Sa première rencontre en tant que femme n’est pas un succès. Elle a rencontré une vieille femme, une mendiante ou sorcière, dans une rue étroite et la dame lui a posé la question la plus difficile : « qui es-tu ? » (ES, 113). Ahmed aurait pu répondre à toutes sortes de questions mais pas à celle-là : « je ne le sais pas moi-même… Je sors à peine d’un long labyrinthe où chaque interrogation fut une brûlure…, j’ai le corps labouré de blessures et de cicatrices… Et pourtant c’est un corps qui a peu vécu… J’émerge à peine de l’ombre… » (ES, 114). Grâce à cette rencontre, Ahmed cherche à trouver la réponse à cette question qui la hante tout en continuant son voyage.
Sa deuxième rencontre est Oum Abbas, une vielle femme qui dirige les affaires au cirque forain où son fils, Abbas, est l’animateur et le patron. Elle lui propose du travail : « tu te déguiseras en homme à la première partie du spectacle, tu disparaîtras cinq minutes pour réapparaître en femme fatale… » (ES, 121). Ahmed accepte : « j’étais intriguée et fascinée. J’émergeais lentement mais par secousses à l’être que je devais d’Ahmed : « se trouve mise en spectacle »56. Son nouveau travail correspond bien au problème de la protagoniste car elle a un problème identitaire. Le thème du dédoublement d’identité dans L’Enfant de sable, comme le dit Bengt Novén, est complètement construit autour de l’opposition entre le masculin et le féminin traduisant les mots et le corps, le paraître et l’être, le dehors et le dedans, le mensonge et la vérité. »57 Le phénomène de la dichotomie est apparent tout au long du roman. Nous discutons dans ce mémoire le masculin et le féminin mais aussi le paraître et l’être et le mensonge et la vérité qui se cachent derrière la façade d’Ahmed à cause du dédoublement d’identité. Mais le fait que l’héroïne évolue, c’est-à-dire ressent la différence entre les deux images d’elle-même : celle de la société qui voit un homme et la sienne qui voit une femme lorsqu’elle se regarde dans le miroir, nous nous semblons que la dichotomie diminue. Jusqu’au présent elle est homme et femme à la fois et ni homme ni femme.

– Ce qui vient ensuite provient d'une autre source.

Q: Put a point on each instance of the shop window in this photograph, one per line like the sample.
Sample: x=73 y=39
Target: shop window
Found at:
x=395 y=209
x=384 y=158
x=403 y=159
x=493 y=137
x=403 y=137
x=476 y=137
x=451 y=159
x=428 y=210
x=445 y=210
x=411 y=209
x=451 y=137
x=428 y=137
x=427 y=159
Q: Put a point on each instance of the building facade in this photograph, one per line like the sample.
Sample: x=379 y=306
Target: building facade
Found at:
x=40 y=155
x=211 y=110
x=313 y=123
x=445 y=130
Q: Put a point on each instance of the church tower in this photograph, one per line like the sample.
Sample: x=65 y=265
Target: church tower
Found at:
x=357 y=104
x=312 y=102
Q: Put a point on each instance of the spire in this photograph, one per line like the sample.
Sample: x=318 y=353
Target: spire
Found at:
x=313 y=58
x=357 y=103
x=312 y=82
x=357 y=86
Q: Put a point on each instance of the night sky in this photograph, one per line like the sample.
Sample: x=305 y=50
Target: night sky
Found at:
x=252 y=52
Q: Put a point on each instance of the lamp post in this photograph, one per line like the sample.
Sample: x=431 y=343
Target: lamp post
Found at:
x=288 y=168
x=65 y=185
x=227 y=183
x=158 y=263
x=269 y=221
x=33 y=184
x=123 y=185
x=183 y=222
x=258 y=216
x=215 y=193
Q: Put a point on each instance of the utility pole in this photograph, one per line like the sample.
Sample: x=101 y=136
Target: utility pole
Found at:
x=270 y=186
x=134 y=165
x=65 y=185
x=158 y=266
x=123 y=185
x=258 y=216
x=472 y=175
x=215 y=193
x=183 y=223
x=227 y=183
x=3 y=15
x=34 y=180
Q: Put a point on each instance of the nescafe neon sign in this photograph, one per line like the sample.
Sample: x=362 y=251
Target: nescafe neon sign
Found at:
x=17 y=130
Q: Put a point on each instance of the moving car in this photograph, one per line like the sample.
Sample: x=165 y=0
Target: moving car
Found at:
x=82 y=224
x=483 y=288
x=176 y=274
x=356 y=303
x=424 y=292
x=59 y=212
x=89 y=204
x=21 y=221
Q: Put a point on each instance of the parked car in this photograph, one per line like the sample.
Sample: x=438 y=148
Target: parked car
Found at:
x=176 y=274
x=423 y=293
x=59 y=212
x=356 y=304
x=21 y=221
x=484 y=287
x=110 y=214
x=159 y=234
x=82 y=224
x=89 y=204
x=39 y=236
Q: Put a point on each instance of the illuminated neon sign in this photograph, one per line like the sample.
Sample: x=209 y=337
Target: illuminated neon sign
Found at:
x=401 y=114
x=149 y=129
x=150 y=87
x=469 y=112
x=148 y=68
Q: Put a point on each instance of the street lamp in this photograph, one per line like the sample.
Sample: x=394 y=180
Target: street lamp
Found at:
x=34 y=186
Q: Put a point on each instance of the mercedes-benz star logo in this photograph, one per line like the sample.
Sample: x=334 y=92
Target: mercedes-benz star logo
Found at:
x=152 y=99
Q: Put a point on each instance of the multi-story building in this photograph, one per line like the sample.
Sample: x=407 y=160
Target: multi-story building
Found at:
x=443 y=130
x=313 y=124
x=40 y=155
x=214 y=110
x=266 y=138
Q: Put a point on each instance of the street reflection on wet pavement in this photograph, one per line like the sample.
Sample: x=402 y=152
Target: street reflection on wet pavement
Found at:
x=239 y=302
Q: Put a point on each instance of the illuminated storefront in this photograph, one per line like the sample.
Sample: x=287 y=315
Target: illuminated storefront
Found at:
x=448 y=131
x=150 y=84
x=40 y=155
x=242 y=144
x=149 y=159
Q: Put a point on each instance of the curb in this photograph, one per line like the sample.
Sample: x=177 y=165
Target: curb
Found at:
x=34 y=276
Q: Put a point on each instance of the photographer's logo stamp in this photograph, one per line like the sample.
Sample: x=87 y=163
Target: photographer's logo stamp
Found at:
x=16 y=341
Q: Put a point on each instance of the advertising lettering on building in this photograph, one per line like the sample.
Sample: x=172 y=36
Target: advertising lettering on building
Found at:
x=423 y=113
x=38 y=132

Cependant les noms de la protagoniste sont une dichotomie. Oum Abbas lui a donné un nom : « Zahra « Amirat Lhob », princesse d’amour » (ES, 123). C’est la deuxième fois qu’elle est nommée. Elle reçoit un nom féminin qui correspond mieux à son physique. Encore une fois nous pouvons revenir à Kohn-Poireaux qui dit : « être nommé, c’est recevoir une identité ».58 Nous pouvons constater que Zahra s’approche de la sa propre quête d’identité mais qu’il reste encore des éléments pour qu’elle soit entièrement retrouvée. Il est intéressant de voir que ses deux noms, Ahmed et Zahra, commence par la première et la dernière lettre de l’alphabet. Ahmed est l’un des noms du Prophète chez les Musulmans et contient des promesses, alors que Zahra « connote une féminité noble et idéalisée, digne des princesses des Mille et Une Nuits, alors que le personnage déguisé exerce une attirance sexuelle ambivalente et vénale, qui l’enlise chaque jour un peu plus dans son désespoir. »59 Kohn-Pireaux affirme : « Ahmed-Zahra contiendrait dans son nom double l’histoire d’un être exceptionnel, réunissant toutes les potentialités »60. Il continue en disant que le prénom Zahra correspond à un verbe arabe qui veut dire « « se manifester » » et « « se révéler » »61. Ces interprétations sont très intéressantes car elles correspondent tout à fait à sa personnalité. Dès qu’elle a reçu son nom elle entre dans le monde des femmes et s’approche de son vrai personnage.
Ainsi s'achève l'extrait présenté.